In the field of optics, a prism is a transparent object with at least two angled sides that break up white light into its constituent colours(1). In the same way that a single beam of light is in reality made up of different colours, the systems-based approach to risk analysis proposes that risk is likewise composed of different elements. These individual elements in turn are combined into a range of subsets, each associated with a range of different probabilities(2, 3).
While the rapid growth of risk research across multiple fields over the past few decades has successfully produced a large and rich body of literature, it has also resulted in diverse but disconnected perspectives on risk (4-6). This is because different disciplines have undertaken independent investigations into the nature of risk and its measurement. While discipline-specific lenses are certainly important in obtaining a deep understanding of risk, this is akin to passing a beam of light through individual panes of glass: that is, passing light through a single pane of glass does not refract it into its constituent colours. Therefore, observing light as it passes through different individual lenses effectively deprives scholars of the opportunity to gain rich insights into its multifaceted nature.

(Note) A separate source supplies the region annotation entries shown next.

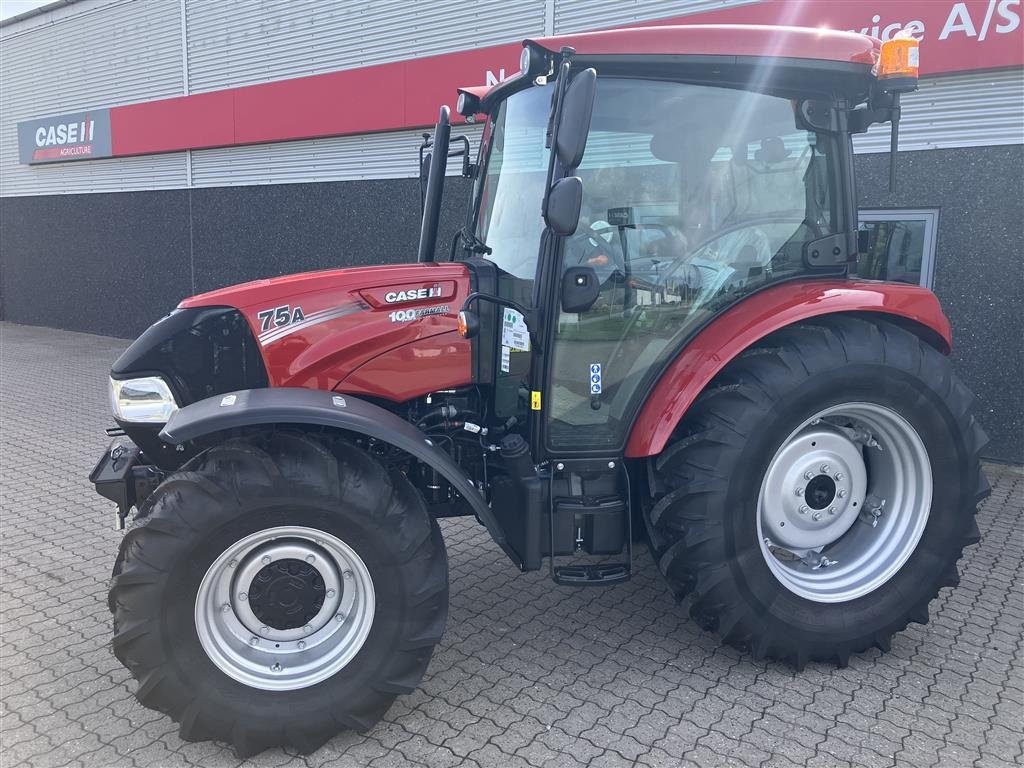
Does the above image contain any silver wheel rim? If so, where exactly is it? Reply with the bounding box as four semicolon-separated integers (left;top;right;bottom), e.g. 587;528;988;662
196;525;375;690
758;402;932;603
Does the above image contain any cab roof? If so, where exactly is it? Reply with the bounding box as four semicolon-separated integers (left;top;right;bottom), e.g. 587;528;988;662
459;24;882;107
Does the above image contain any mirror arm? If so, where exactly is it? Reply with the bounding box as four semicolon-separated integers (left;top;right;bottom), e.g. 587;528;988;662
416;106;452;263
419;132;434;219
446;136;476;178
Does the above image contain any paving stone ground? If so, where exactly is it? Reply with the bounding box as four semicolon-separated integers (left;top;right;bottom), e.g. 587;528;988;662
0;324;1024;768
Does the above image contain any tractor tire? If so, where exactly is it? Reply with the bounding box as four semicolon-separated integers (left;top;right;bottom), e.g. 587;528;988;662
644;315;989;670
109;431;449;758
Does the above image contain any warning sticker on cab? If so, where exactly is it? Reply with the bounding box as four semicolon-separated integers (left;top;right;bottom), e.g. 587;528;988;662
502;307;529;352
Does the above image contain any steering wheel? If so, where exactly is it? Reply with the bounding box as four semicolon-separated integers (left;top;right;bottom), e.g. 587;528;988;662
565;225;626;283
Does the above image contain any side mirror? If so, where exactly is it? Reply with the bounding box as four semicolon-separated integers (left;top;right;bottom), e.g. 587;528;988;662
562;266;601;314
544;176;583;237
555;68;597;170
857;227;871;254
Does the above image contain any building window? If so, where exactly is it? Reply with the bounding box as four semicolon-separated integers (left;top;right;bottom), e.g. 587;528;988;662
857;209;939;288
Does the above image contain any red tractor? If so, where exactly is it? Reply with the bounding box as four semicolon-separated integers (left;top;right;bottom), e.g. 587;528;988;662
91;27;987;755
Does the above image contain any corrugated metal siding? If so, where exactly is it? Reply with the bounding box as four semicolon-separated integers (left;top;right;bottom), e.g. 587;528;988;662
191;126;480;186
555;0;761;35
0;0;1024;196
185;0;545;93
0;0;185;196
853;69;1024;154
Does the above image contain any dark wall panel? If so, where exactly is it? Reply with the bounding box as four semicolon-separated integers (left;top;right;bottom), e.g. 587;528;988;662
0;189;191;337
193;179;468;291
856;145;1024;462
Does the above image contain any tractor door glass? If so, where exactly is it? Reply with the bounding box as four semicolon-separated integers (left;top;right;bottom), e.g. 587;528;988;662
857;210;939;287
476;86;552;419
545;79;836;452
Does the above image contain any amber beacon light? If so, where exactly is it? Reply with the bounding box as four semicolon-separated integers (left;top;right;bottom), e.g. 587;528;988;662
877;34;921;92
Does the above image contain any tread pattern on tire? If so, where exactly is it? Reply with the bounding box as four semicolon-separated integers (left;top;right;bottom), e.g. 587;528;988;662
644;315;990;670
109;430;449;758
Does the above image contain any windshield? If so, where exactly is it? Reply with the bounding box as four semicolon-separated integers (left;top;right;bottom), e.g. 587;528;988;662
476;85;553;281
475;78;835;290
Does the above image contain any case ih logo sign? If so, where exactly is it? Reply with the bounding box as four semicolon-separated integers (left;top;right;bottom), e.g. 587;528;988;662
17;110;113;164
12;0;1024;165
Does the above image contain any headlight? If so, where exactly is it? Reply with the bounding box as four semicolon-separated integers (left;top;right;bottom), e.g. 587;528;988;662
111;376;178;424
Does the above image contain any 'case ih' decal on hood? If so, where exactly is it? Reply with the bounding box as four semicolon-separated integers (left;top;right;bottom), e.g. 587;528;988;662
256;301;365;347
359;281;455;307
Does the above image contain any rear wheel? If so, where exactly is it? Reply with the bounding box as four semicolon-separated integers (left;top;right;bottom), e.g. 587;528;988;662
110;432;447;756
646;315;988;669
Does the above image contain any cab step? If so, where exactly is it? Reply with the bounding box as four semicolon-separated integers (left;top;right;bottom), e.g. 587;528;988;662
547;457;633;587
551;562;630;587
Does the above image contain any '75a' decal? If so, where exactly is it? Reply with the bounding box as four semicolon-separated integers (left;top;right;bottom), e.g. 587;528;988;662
256;304;306;332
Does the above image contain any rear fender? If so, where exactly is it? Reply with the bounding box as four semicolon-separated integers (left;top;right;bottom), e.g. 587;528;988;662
160;387;518;563
626;280;952;458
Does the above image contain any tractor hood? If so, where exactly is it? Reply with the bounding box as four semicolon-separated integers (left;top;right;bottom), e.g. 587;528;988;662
179;263;472;401
112;263;472;403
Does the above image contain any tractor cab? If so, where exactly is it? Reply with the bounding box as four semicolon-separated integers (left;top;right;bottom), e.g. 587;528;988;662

It is proposed that the way to creatively and insightfully extend the boundaries of the field is for scholars from different disciplines to collaboratively work together to act as a prism for risk. An important characteristic of prisms is that at least two of its surfaces need to be angled in order to have refractive capability. Therefore, ‘refracting’ risk requires at least two different disciplines offering at least two different angles or perspectives of the same risk. Indeed, bringing together more than two disciplines can potentially offer even richer insights into the complexity of risk.